Ve eğer Rusya bir dünya süper gücü veya bir imparatorluk olarak veya sadece dünyanın en büyük bağımsız ve kendi kendine yeten devleti olarak daha da gelişmek istiyorsa, onu kim daha çok seviyorsa, o zaman başka yolu yoktur. Ve bunu ne kadar erken yapmaya başlarsanız, başarı şansı o kadar artar. Aksi takdirde, Pridnestrovie, Ukrayna, Beyaz Rusya ve Karabağ'dan sonra düşmanlarımız, “ortaklarımız” kayıtsız olmadığımız başka bir şeyi ateşe verecekler. Kesinlikle durmayacaklar. Ve biz? ... Yeniden yerleşelim mi, yoksa nihayet Rusya halklarının ve Rusya'nın yüzyıllardır bu sorumluluğu üstlendiği insanların geleceğinin sorumluluğunu üstlenecek miyiz? ... Ne de olsa, aynı Ermeniler şimdi Ruslar olmadan nerede olurlar? Görünüşe göre, sadece tarih kitaplarında ... Ve diğer herkesin, aynı "bağımsız" da hatırlaması gereken bir şeyler var ...

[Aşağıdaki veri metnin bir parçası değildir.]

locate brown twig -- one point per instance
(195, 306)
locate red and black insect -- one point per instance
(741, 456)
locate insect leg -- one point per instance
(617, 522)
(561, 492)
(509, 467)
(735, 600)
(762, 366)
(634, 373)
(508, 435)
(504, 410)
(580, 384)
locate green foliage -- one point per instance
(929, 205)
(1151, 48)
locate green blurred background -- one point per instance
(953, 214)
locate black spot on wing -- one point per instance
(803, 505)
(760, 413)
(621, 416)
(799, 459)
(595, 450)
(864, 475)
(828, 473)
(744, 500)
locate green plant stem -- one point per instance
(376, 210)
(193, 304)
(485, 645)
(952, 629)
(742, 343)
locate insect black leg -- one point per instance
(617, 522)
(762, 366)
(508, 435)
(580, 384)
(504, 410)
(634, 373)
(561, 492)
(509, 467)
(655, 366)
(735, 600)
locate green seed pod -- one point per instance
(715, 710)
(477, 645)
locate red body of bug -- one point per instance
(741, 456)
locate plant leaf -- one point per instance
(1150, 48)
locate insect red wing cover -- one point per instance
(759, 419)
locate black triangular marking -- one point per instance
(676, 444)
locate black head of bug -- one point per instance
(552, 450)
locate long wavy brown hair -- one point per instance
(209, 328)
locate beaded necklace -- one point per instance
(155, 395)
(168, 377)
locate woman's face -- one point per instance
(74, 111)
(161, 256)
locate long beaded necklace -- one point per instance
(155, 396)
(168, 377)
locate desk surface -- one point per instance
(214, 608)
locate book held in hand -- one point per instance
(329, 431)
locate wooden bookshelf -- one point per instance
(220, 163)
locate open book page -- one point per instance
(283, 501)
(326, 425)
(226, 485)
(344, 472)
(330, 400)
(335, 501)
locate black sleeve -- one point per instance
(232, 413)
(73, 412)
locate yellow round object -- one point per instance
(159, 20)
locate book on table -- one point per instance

Bu yüzden şahsen 3. seçeneği seviyorum. Kimin için - oy verin ve liderliğimize mektuplar yazın. Ya yardımcı olursa?
Bunu gerçekten çok isterim. İşe yararsa, dünyanın geri kalanıyla bu tür konumlardan iletişim kurmak kesinlikle daha kolay olacaktır. Ayrıca, "demokratik ve özgür" dünyanın feryatına aldırmadan, Donbass ve Transdinyester'in sorunlarını çözmenin de tam zamanı ve başka türlü değil. Ve orada, görüyorsunuz, Lizbon'dan Vladivostok'a Avrupa'yı sadece ihtiyacımız olan koşullarda inşa edeceğiz, başka kimseye değil. Orada, Batı'da sadece özgürlük ve demokrasi ilan ediyorlar ve kendileri güçten başka hiçbir şeyi anlamıyor, algılamıyor veya saygı duymuyor. Ve bunu kendi zengin tarihsel tecrübemizden de biliyoruz.
Peki, bir şekilde ... Ve tüm bunlar bir süper güç için bir ideoloji ve kalkınma hedefi değil mi? ... Bana göre, oldukça uygun.